Au nom des femmes que nous aimons
J'ai aimé plus d'une femme dans ma vie. Passionnément. Ma mère a été au centre de mon développement affectif. J'aime aussi mes enfants et mes petits-enfants. Rien de plus normal me direz-vous? J'en suis. Mais je veux vous faire un aveu. J'ai un petit faible protecteur pour ma fille et mes petites-filles. Pas parce que je les privilégie parmi les autres, mais parce qu'au fond de moi je sais pertinemment que la vie est plus ardue pour une fille que pour un gars. C'est plus difficile d'être reconnue à sa juste valeur sur le marché du travail. Souvent, les femmes sont moins bien payées que leurs congénères masculins et surtout elles sont moins en sécurité que nous les gars dans nos rues. C'est cela qui justifie que nous employons à bon droit l'expression de discrimination systémique des femmes. Si certains pensent que j'exagère sur la condition de vie des femmes.

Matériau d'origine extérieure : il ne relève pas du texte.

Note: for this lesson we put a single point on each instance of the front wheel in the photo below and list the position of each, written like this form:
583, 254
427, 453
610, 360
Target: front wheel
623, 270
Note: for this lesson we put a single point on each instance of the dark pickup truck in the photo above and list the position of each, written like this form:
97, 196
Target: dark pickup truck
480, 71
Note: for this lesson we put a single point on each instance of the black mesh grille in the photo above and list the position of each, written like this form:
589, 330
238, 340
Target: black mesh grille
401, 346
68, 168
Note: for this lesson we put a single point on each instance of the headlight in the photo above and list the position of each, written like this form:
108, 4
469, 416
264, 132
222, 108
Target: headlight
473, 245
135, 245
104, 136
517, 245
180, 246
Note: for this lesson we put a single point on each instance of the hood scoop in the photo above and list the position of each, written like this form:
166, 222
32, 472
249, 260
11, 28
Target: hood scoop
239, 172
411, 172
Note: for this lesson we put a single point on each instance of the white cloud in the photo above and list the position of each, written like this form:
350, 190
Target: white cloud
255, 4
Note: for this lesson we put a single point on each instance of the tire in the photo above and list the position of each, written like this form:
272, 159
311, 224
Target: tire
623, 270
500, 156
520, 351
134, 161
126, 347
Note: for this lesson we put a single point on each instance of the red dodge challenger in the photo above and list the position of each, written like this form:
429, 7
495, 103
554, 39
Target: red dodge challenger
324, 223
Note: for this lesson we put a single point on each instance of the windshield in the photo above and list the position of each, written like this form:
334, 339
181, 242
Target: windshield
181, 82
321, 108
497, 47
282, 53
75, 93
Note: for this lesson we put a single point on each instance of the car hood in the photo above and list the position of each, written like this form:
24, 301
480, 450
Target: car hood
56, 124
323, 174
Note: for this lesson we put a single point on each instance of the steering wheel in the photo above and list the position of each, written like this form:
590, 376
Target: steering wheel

Je vous renvoie à ma chronique publiée ici en juillet.
Si nous aimons vraiment les femmes qui partagent nos vies professionnelles et personnelles, dites-moi comment nous pouvons accepter par exemple qu'elles se sentent obligées de faire une marche dans les rues pour dénoncer le fait qu'elles ne se sentent pas en sécurité dans notre ville de Sherbrooke. Combien de fois nous taisons-nous devant l'expression de préjugés grossiers à l'endroit des femmes sur la place publique? Est-il normal qu'une femme comme Hillary Clinton ait été obligée de cacher qu'elle faisait une pneumonie durant la dernière campagne électorale présidentielle pour ne pas faire aveu de faiblesse?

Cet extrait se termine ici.